Certains voient dans tout écrivain célèbre qui trompe régulièrement sa femme un tyran opprimant son talentueux partenaire. Mais comme beaucoup d’histoires trop simples, cette vision ne serait pas plus vraisemblable que n’importe quel scénario hollywoodien lambda. Commençons par dire qu’Alaine Polcz était une psychologue qualifiée, accepter cette vision reviendrait donc à remettre en cause la légitimité de ses compétences à analyser la situation. Cette femme faisait passer en contrebande des bibles, des livres interdits et des produits alimentaires dans la Roumanie de Ceauşescu. Ce n’était pas une personne faible, sans défense, que l’on aurait tout bonnement pu opprimer.

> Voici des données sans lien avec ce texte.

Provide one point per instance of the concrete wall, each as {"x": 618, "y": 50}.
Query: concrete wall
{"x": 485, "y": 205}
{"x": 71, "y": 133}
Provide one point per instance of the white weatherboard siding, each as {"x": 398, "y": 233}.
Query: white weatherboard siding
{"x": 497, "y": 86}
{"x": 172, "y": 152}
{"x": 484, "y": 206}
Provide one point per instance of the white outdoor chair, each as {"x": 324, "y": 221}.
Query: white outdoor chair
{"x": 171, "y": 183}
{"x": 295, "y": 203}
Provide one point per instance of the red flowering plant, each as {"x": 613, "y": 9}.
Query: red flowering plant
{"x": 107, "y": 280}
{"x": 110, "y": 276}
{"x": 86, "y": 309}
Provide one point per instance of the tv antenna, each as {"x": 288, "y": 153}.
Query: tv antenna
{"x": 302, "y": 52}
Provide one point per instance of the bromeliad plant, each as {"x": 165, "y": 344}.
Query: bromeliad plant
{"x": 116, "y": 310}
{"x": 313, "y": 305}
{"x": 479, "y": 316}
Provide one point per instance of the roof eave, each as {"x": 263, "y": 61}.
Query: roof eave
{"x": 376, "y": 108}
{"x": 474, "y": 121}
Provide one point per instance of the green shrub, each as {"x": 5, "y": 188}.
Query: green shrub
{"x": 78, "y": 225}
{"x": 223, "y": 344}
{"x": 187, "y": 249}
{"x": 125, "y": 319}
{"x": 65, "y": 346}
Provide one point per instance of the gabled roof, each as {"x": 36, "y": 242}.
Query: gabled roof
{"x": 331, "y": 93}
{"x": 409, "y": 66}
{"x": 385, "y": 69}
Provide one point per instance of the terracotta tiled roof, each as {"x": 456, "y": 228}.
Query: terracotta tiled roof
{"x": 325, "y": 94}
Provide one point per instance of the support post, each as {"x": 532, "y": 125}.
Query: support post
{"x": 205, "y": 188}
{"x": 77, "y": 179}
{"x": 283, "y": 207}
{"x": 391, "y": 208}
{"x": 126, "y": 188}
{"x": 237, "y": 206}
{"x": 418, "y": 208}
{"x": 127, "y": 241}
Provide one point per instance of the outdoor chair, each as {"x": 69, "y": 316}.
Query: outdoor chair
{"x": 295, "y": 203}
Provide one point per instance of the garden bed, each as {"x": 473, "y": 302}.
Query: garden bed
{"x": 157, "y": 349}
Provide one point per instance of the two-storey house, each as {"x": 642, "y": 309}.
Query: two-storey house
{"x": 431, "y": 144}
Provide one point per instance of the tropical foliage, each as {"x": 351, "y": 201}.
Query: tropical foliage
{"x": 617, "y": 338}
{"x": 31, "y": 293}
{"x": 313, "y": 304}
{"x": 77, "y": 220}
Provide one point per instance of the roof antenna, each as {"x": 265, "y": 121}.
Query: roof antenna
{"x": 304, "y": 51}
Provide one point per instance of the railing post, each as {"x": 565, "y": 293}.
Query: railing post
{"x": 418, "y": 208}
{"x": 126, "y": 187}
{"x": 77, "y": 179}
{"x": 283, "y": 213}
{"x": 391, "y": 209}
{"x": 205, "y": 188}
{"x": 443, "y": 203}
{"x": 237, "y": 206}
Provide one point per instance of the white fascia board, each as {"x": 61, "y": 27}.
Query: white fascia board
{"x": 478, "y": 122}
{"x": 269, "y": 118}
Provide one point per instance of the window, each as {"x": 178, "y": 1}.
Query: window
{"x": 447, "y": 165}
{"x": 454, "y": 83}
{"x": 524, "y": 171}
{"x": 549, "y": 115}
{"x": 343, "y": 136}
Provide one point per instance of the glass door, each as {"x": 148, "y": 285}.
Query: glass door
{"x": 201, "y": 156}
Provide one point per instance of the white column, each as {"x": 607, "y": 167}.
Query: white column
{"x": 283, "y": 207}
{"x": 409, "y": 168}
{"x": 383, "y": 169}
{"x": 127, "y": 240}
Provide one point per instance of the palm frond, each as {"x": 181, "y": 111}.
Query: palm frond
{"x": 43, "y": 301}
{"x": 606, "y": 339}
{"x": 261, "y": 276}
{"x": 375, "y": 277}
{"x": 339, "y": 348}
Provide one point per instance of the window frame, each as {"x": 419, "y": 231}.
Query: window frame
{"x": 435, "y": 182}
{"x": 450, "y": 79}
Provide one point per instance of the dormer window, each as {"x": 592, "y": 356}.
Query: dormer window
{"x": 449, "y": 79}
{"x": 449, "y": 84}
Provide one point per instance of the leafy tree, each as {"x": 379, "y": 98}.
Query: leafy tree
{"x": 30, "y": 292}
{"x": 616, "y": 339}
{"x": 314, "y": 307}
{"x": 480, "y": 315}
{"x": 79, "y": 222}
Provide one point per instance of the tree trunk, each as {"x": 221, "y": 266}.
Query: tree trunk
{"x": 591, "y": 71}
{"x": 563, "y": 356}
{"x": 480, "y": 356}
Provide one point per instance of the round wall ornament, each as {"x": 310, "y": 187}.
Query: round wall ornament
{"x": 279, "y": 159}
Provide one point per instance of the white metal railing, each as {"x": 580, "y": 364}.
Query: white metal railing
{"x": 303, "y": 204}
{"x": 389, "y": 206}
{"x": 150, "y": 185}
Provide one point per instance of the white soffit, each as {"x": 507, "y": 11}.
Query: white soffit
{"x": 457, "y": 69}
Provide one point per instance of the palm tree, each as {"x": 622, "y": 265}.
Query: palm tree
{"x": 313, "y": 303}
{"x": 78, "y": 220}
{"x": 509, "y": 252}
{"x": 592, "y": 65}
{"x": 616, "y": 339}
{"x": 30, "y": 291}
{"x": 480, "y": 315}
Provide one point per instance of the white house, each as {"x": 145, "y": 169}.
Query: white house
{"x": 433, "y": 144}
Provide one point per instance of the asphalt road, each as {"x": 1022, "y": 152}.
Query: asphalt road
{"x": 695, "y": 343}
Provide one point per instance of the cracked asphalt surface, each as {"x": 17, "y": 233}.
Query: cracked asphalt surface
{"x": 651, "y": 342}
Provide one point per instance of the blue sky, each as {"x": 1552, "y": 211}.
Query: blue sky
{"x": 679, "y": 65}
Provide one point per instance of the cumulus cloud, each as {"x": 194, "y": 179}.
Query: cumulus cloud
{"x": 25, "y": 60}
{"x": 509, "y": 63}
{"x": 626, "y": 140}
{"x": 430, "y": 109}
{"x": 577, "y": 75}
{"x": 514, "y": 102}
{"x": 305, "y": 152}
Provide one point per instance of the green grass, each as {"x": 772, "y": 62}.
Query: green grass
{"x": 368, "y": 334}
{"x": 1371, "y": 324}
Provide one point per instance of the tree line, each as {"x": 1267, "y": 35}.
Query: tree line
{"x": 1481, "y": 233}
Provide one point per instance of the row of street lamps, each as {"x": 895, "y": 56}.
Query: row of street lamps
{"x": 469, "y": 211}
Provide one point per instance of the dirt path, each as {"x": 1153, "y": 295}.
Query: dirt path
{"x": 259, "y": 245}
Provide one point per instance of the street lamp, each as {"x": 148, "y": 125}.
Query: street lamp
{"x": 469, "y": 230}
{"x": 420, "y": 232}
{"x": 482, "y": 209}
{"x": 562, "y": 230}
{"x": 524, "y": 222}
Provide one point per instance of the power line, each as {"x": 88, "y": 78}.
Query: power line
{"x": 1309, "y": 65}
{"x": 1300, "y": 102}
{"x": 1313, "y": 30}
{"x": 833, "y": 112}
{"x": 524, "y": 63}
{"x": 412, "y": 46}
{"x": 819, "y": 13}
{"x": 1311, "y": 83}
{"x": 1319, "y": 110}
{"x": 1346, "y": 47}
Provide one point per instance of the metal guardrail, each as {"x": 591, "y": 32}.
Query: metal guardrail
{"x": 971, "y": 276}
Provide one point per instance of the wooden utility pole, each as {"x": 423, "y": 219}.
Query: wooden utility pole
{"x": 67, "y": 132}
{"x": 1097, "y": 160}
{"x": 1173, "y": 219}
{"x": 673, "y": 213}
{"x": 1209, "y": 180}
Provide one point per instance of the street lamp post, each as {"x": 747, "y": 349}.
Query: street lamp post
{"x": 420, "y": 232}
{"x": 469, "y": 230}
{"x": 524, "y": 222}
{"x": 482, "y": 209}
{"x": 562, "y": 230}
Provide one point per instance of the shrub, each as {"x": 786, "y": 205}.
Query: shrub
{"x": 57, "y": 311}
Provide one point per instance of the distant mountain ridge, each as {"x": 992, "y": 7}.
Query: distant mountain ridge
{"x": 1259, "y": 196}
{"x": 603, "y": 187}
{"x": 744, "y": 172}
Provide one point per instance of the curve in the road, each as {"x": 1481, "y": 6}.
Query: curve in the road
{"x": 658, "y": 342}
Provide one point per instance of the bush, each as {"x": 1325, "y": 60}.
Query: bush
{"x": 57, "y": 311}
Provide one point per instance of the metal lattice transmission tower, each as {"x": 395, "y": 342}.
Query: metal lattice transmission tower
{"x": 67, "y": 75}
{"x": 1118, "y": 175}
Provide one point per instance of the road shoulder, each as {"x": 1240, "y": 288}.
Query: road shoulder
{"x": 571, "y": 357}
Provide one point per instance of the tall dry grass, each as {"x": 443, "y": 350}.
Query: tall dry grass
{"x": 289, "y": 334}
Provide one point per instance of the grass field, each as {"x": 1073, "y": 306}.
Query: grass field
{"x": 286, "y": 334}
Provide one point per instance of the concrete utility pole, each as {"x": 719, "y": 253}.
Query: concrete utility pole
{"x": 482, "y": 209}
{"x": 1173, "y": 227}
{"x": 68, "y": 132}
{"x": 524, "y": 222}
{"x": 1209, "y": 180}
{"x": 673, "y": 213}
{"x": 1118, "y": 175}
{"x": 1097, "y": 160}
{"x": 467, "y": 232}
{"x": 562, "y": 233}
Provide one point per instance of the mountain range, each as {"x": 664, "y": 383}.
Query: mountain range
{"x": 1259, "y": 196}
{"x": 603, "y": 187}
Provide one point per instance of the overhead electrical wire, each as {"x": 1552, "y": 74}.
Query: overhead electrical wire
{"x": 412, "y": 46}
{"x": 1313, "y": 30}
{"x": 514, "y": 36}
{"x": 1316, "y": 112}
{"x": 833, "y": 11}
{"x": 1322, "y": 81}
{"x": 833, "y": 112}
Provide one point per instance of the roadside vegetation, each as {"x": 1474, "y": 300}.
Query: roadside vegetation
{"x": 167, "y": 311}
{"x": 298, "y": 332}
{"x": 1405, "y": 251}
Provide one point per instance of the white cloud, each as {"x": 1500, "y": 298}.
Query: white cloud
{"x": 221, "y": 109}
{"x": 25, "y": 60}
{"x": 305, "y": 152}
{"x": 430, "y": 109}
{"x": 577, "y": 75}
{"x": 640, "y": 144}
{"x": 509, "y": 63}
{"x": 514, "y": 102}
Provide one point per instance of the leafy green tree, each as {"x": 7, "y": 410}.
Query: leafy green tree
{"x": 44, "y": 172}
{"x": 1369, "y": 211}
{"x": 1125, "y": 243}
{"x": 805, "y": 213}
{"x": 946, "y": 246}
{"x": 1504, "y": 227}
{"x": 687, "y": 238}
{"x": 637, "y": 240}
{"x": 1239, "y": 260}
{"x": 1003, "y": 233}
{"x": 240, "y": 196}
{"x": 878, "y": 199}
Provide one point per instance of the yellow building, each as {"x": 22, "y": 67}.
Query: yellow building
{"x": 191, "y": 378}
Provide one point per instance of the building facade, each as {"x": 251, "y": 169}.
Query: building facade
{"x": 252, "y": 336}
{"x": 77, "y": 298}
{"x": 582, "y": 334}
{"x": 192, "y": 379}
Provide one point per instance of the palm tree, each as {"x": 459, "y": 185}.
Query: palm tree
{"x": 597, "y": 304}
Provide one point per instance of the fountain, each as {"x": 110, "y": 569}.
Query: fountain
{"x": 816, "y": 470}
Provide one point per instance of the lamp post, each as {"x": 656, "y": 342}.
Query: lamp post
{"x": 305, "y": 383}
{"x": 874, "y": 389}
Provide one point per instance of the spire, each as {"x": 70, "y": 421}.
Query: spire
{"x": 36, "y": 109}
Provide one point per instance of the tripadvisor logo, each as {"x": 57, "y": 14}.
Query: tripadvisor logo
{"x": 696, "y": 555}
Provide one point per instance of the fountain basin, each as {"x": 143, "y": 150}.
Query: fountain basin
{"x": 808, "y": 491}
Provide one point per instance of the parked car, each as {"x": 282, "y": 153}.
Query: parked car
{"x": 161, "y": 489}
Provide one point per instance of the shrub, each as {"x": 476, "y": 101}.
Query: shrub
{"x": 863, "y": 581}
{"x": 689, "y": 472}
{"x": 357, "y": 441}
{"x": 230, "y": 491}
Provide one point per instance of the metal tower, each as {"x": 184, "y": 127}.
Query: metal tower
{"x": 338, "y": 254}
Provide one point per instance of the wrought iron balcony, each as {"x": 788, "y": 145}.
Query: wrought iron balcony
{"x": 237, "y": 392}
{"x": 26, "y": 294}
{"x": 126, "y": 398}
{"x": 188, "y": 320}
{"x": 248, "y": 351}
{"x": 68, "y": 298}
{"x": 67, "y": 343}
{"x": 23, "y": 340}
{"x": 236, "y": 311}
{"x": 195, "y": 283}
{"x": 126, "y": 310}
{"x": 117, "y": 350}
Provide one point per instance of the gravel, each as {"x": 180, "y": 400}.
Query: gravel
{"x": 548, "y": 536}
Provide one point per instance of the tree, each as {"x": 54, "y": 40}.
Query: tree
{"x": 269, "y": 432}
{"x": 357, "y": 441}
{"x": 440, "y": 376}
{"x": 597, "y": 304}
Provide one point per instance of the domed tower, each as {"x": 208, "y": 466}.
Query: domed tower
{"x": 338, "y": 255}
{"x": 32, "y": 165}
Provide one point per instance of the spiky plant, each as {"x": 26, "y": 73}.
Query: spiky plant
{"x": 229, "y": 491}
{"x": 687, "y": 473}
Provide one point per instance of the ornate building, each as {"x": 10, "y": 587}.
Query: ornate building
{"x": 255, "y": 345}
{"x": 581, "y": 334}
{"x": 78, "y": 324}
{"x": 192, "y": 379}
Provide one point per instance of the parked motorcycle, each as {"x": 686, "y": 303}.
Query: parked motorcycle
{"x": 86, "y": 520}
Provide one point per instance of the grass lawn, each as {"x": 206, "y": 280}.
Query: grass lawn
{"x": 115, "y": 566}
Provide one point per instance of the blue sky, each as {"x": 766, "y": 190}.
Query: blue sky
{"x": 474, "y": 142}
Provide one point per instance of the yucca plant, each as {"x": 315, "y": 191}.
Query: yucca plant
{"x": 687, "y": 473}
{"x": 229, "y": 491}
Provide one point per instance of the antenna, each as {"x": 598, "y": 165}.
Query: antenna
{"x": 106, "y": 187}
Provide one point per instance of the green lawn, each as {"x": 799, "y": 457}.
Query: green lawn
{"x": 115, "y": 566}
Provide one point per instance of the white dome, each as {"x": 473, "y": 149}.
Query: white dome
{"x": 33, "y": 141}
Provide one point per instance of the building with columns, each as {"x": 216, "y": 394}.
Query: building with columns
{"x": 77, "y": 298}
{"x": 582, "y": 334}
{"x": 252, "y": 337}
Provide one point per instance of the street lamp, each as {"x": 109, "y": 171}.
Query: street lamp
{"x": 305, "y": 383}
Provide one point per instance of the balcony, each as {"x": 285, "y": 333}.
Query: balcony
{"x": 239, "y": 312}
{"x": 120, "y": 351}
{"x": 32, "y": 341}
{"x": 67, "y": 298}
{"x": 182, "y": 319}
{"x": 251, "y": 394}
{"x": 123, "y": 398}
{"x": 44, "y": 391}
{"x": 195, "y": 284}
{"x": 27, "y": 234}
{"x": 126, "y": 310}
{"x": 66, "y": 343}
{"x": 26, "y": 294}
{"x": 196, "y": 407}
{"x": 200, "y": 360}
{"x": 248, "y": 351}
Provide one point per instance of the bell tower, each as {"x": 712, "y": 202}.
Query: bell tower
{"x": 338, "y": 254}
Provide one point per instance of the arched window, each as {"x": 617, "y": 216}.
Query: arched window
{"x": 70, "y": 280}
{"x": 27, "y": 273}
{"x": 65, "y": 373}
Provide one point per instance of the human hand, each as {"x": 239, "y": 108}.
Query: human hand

Je suis d’accord avec vous, je suis convaincu qu’il existe en hongrois peu de livres plus audacieux qu’Une femme sur le front.
En Hongrie, de nombreuses femmes ont préféré dissimuler, même à leur mari ou à leur fille, les violences de masse perpétrées par les soldats soviétiques. Elles ont emporté avec elles dans leur tombe leur honteux secret. Polcz, en revanche, décrit chaque détail de ce tabou avec une impressionnante familiarité. Elle a été taillée dans du bois trop dur pour être ployé. Ces cinquante années de correspondance que vous avez citées témoignent de la passion que ces deux êtres éprouvaient l’un pour l’autre, en dépit des conflits et des crises. Les détails de leur vie privée figurent dans la correspondance et dans les notes rédigées par Boglárka Nagy, son éditeur. Pour être sincère, cela m’a soulagé d’un fardeau, car j’étudie avant tout l’œuvre littéraire de Mészöly, bien que j’aie également inclus une annexe biographique dans mon livre. Ce qui m’a vraiment intéressé dans leur relation, c’est ce qu’ils ont appris l’un de l’autre. Polcz a littéralement appris à écrire grâce à Mészöly : qui a vu ses manuscrits sait à quel point elle ne savait pas écrire, tant sur le plan de l’orthographe que de la maladresse et de la lourdeur du style. On sait qu’elle n’a pas réellement écrit, mais a dicté, par exemple, le texte d’Une femme sur le front qu’elle a enregistré sur un magnétophone pour qu’il soit dactylographié par une amie ; Mészöly et Géza Komoróczy l’ont ensuite révisé et en ont amélioré le style. C’est aussi pour cela qu’il est étonnant qu’à l’âge de 69 ans, elle ait achevé ce livre extraordinaire et que cette personne qui n’était pas vraiment douée pour l’écriture ait pu devenir écrivain à un âge aussi avancé.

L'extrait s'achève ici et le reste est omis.